この心、君を願う

あなたは見てるかな、この続く空の彼方を


















「鬼さん、明後日は流星群が見えるらしいですよ」
「流星群…か」

そう言って空を見上げたあなたの顔
男らしくて そして 綺麗だった。

「夜、一緒に見ませんか?」

軽いノリ、それは自分の為の予防策。

「ああ」

だけれど、あなたの返事はいつも優しい。
優し過ぎて時々、俺に気があるのかとか…そんな事を勝手に妄想して現実との差に寂しくなったりする。

「じゃあ明後日の夜…迎えに行きます。」

ねぇ…手を繋ぎだいよ…。
そして深く抱き合いたい
胸の中にあなたを埋めたい。
名前をそっと呼んでみたい……

本当、愛してるって実感する。
同じようにあなたも思っててくれれば嬉しいんだけど、いつもそんな上手くは行かないんだけど…。

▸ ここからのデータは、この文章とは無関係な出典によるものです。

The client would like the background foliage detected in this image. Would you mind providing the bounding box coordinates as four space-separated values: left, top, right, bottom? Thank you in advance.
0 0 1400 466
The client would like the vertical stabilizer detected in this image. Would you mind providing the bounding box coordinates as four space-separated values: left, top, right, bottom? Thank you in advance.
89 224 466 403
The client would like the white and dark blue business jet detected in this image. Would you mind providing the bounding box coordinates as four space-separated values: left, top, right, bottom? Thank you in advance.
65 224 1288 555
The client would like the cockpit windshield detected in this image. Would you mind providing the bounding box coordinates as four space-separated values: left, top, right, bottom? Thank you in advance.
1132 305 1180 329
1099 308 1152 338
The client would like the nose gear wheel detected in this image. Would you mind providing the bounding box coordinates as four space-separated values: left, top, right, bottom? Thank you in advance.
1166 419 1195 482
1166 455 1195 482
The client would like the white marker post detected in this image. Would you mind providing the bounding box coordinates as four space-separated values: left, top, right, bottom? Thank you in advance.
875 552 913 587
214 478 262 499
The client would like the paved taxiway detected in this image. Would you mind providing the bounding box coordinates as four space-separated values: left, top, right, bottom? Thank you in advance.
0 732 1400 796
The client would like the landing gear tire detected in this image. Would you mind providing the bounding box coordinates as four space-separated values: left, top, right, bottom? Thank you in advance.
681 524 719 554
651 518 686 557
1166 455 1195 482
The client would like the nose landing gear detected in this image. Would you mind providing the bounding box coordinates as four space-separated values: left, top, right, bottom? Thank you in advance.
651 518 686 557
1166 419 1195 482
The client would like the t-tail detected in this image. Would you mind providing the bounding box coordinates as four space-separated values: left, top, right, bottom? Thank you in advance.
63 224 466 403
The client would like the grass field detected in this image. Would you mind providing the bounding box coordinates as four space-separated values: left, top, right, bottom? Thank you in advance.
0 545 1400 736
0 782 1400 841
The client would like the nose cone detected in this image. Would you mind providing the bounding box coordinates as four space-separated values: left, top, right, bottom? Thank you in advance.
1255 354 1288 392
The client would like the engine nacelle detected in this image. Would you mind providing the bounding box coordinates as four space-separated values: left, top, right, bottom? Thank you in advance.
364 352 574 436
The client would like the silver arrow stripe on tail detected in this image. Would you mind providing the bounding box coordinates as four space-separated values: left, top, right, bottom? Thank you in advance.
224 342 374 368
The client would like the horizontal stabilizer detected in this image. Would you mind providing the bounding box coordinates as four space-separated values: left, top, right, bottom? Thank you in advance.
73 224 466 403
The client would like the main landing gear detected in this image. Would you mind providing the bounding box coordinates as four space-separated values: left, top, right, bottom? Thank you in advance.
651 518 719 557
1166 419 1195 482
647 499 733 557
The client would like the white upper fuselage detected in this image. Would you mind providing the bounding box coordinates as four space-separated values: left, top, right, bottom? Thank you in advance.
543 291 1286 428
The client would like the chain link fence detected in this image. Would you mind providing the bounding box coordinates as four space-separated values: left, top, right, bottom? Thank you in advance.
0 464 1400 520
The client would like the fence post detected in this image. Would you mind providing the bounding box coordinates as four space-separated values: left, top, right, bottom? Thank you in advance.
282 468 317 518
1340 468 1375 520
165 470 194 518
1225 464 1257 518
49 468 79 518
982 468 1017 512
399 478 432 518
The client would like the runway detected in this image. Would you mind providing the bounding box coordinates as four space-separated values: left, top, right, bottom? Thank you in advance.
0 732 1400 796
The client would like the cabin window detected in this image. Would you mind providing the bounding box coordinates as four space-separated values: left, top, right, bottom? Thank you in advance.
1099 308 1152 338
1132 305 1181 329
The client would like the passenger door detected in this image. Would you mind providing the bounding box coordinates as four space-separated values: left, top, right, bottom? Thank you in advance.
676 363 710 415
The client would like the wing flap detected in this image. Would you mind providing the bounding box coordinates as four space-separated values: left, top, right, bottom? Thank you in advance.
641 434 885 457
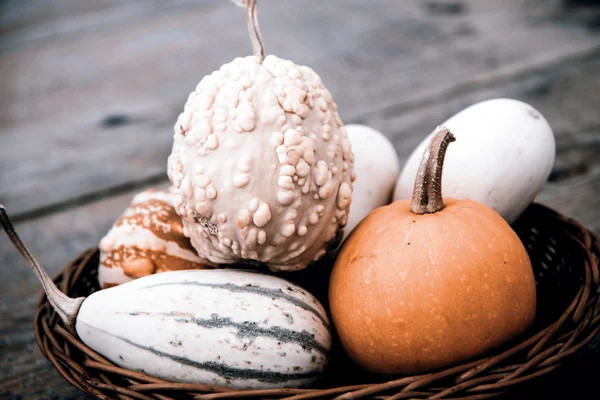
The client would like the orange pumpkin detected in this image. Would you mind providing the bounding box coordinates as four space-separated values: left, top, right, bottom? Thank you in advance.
329 128 536 374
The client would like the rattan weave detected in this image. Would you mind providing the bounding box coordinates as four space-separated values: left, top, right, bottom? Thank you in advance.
34 204 600 400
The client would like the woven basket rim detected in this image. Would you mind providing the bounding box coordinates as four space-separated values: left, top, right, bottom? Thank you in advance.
34 204 600 400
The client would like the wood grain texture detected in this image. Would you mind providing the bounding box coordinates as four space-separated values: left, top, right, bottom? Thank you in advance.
0 0 600 399
0 0 600 216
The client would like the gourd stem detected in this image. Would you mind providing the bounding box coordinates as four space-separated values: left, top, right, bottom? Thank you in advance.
0 204 85 331
245 0 265 63
410 126 456 214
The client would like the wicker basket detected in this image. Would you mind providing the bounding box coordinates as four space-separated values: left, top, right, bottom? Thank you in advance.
34 205 600 400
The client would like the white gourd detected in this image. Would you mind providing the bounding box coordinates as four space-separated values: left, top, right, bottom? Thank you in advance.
0 205 331 389
344 125 400 239
394 99 555 223
168 0 354 271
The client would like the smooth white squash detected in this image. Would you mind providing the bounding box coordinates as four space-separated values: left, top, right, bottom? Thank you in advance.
394 99 555 223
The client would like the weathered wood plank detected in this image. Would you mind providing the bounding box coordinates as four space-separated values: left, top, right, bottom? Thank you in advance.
0 0 195 52
0 0 600 219
0 48 600 399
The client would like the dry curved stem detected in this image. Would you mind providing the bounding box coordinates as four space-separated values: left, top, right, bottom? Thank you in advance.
410 126 456 214
0 204 85 331
232 0 265 63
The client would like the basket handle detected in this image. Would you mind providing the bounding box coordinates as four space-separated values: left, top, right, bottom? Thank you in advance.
0 204 85 331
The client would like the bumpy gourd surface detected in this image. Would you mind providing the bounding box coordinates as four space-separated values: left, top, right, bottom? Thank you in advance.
168 56 353 270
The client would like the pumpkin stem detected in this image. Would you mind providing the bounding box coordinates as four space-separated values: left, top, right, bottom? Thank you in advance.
0 204 85 332
233 0 265 63
410 126 456 214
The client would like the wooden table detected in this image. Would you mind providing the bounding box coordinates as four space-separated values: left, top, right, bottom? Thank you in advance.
0 0 600 399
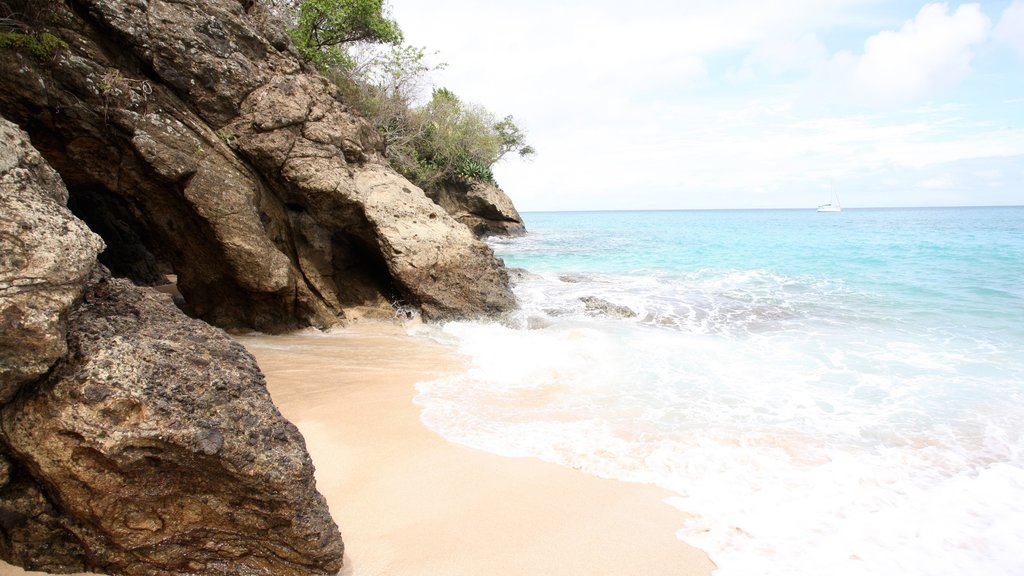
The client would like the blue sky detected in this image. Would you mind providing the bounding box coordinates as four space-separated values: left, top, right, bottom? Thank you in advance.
390 0 1024 211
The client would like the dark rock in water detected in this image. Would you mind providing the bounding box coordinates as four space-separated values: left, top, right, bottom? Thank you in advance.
0 279 343 575
508 268 541 286
426 180 526 238
580 296 637 318
558 274 589 284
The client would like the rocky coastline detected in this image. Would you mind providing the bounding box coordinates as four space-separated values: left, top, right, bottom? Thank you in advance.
0 0 522 575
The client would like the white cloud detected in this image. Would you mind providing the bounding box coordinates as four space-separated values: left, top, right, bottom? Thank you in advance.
993 0 1024 58
391 0 1024 210
835 4 991 104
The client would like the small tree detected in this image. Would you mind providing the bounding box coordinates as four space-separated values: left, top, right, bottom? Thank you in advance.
388 88 534 187
291 0 401 69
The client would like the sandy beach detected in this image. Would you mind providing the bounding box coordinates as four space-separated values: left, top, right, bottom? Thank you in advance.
0 324 714 576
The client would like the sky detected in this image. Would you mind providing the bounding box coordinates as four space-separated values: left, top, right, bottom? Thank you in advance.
389 0 1024 211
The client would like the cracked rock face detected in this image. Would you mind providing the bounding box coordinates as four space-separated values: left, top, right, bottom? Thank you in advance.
0 279 343 575
0 101 343 575
426 180 526 238
0 118 103 405
0 0 514 331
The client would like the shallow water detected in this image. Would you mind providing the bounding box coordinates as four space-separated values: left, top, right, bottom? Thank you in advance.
417 208 1024 575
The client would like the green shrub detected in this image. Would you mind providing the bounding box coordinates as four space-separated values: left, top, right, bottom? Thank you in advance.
0 32 68 59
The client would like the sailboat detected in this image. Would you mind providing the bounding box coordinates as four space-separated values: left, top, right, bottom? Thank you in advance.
818 182 843 212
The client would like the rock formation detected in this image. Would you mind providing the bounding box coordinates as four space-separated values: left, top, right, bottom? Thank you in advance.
426 180 526 238
0 120 343 575
0 119 103 405
0 280 343 575
0 0 514 330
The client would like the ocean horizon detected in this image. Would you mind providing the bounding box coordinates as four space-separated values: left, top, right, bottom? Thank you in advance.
416 206 1024 576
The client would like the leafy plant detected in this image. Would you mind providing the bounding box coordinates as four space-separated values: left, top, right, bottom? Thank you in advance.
290 0 402 68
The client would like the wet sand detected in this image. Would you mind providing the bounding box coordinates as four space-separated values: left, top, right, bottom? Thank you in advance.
0 324 714 576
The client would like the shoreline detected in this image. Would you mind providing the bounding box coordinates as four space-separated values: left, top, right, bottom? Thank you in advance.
0 322 714 576
239 323 714 576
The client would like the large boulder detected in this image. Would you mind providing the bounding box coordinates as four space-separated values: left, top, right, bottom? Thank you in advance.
0 0 514 330
0 118 103 405
0 279 343 575
427 180 526 238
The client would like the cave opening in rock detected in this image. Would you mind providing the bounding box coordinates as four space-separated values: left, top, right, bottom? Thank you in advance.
68 187 175 286
331 232 401 305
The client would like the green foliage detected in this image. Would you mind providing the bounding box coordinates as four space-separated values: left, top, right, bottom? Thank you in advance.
388 88 534 187
290 0 401 69
282 0 535 188
0 32 68 59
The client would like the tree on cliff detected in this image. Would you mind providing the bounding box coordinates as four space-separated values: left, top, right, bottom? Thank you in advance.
280 0 535 189
388 88 535 186
291 0 401 68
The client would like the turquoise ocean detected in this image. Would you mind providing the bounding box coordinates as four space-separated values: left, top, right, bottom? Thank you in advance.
416 207 1024 576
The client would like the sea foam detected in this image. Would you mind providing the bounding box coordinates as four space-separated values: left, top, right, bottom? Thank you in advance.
416 207 1024 576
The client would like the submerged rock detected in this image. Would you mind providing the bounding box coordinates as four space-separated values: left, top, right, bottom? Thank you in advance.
0 118 103 405
0 279 343 575
580 296 637 318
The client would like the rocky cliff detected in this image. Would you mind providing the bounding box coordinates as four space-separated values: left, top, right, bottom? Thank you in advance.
426 180 526 238
0 0 528 575
0 114 343 575
0 0 514 330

夜になって空の色が変わって、俺はコートも着ずに外へ出た。

人並みに流されて行くのが嫌だった。
だからわざと遠回りしながら流れに逆らい歩いてく。どうせ遅れたとしても誰も構わない。
俺は一人。

この角を曲がったらあなたの家。
もう布団に入っているだろうか…

そんなことを思いながら角を曲がった。
やっぱり、あなたはいない。

「はぁ…」

なんて溜め息。
期待してたのかな…。
そんなショックを受けるうちはまだあなたを好きな証
だから泣きたくても泣かない。

俺は一人、星がよく見える河原へ歩いた。
トボトボと、歩くスピードは遅く重く寂しい。

河原へ向かう道の途中に空を見て、綺麗な星をあなたに例えてみたりもする。

隣に並んで歩くあなたを一人で想像してみた。
足取りは重いまま、気持ちだけ軽くなる。

風が冷たい。冷めた指先。

それでいいよ。
最初から上手く行く恋なんて有り得ない。
間違いはどこにもない。



河原に着いて人影を見た。
その人は空を見ている。

「……あの、隣いいですか?」
「…はい」

暗くて顔は見えないけど、鼻をすする音で分かった。
泣いてるんだな って。

「綺麗ですね、今日の星は。」
「…ええ。」

寂しかった。
誰かといたかった。
だから心が落ち着いた。


この人もそうなんだろうか。
だったらそれも心地良い。

他人と二人で星に泣く。
あと少しすれば俺の待つ青い季節。
それまで焦らないで自分でいればいい。

ねぇ、鬼さん。
俺の事をあなたはどう思ってますか?

もしかしたら何も思ってないかも知れない。
届かない方が燃える訳でもない。
けど、あなたに届いて欲しい。
俺はあなたに、愛されたい。












「徳川…?」

空を見ていてしばらく経った時、その声はした。

「…お、鬼さん!?」
「ごめん待ったか…?」
「いえ…来て、くれたんですね…?」
「ああ…。」

さり気なく差し出した手に彼の手が重なった。
鬼さんの手、冷たい。

「寒かった…ですよね…」
「ああ…大丈夫。」

少し笑ったあなたの顔。
綺麗。

好きで好きで好きでたまらない。
俺の知らないあなたを見たい。
もっと知りたい。






「ずっと待ってた。お前が来てくれるのを。」「え…?」
「いや…忘れてたよな…一昨日の事なんか…。」

鬼さんが、俺を待ってた…?
ずっと…一人で…?

「すいません…俺――」
「気にするな」

優しい顔。
好きだなぁ…その顔が。

「鬼さん…その、俺…













あなたの事が、好きです。」









時が止まった。
自分でも何故言ったのか分からない。

だって叶う見込みがないのに、こんなの…切ない








「知ってる…。」

やっぱりあなたは笑顔を見せた。
薄い笑顔。
それを剥いだらすぐに悲しい顔が出てきそう。

「すいません…」
「なんで謝るんだよ…」
「…だって」

「なぁ徳川?なんでお前は、俺の気持ちを聞いてくれない?」
「え?」
「…俺だって、お前の事――――」




――好き、なのに…。





もしその言葉が本当ならば、俺はなんだって出来る。

「……本当、ですか?」
「…ああ」
「俺でいいんですか?」
「…お前だからいいんだよ」

泣きながらあなたを見つめる。
本当はこんな情けない顔見せたくなかった。
だけど…俺は見たかった。

俺はいつもいつもあなたを思う。
この心はいつでも、あなたの事だけ願ってる。